How will technology further fully integrate into our world... and utterly transform our daily lives? The Fourth Transformation: How Augmented Reality and Artificial Intelligence Changes Everything, by Robert Scoble and Shel Israel provides penetrating insight into the overwhelming changes ahead for business and commerce, as well as education, entertainment, medicine and personal interactions, as AR, VR, the Visual Web and haptic technology become indispensable to our lives. 



Amazon, Google, Facebook, IBM and Microsoft have joined to establish Silicon Valley's newPartnership on AI to examine the ethics of Artificial Intelligence and ensure the trustworthiness and reliability of AI technologies.



In what could have been the biggest news in this roundup: at the Beneficial AI 2017 conference, January in Asilomar, California, 100+ AI researchers sought to formulate principles that might help to keep artificial intelligences benign and beneficial.  A good start… 



...though at a glance I can tell the statement is missing several elements, alas. Their role model -- in 1975, the Asilomar Conference on Recombinant DNA was held to discuss potential biohazards and regulation of emerging biotechnology. The best-practices recommendations that emerged then provided important guidance to generations of researchers, lowering risk while not impeding research. The conference on AI offered guidance that seems too abstract and gap-ridden, alack.


 


A very long but rewarding essay by one of Bell Labs’ finest, about what it takes to be truly creative and productive… at least in some industry where inventiveness must be pragmatic and productive, blending individual inspiration and ambition with teamwork and good leadership….


 


 


… of the sort that made the U.S. the center of world productivity and progress… til the rise of a new confederacy.

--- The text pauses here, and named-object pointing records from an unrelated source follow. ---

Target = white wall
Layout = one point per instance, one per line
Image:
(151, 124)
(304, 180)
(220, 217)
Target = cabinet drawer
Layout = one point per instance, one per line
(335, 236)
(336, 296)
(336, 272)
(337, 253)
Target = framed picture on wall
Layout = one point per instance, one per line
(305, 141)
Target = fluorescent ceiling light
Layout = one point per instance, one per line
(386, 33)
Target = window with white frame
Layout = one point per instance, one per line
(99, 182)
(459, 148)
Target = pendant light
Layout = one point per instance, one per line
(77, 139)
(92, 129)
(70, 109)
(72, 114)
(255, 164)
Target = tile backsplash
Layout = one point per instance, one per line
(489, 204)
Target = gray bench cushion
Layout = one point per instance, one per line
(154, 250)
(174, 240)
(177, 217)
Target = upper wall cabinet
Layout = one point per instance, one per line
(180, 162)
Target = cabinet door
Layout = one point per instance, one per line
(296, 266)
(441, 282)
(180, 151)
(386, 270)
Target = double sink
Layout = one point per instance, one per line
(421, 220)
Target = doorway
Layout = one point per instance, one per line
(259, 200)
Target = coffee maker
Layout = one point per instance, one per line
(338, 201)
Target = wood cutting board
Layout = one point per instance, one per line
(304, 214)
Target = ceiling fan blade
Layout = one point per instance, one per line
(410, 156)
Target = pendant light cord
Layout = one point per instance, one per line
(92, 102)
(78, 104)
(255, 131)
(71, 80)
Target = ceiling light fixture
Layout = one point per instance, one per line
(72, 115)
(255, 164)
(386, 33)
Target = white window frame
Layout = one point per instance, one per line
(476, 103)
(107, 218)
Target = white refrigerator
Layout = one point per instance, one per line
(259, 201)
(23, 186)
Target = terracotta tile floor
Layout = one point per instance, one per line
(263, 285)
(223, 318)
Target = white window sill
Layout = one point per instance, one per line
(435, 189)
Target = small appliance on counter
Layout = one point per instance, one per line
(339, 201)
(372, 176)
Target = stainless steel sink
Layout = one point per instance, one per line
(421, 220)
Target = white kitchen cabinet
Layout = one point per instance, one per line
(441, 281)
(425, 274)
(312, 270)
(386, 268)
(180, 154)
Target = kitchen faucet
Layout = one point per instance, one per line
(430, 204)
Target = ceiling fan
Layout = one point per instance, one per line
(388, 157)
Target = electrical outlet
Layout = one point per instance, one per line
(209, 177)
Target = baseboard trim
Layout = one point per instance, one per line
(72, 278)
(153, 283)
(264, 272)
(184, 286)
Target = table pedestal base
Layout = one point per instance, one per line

== And yes, it comes around to politics ==



You thought I could do a science roundup without mentioning the War on Science?  How, when science itself - along with every single profession that deals in factual knowledge - is under direct attack?



For example, denialist cultists have long spurned expert advice on Climate Change. "We need more data before deciding what to do!" or "The jury is still out!" While simultaneously eliminating satellites , instruments and data that could reinforce the overwhelming evidence of our own eye. But at least under the Bushites, science was sabotaged less spectacularly and openly. 
 


Now all pretense is dropped, as the Trumpists slash NOAA and every other agency doing climate research, while ordering NASA never again to look downward at our home planet.  


 


Their solution is that of a 3 year old: "If we don't look at it, the problem doesn't exist!"


 


The victim is no longer science. It is your children.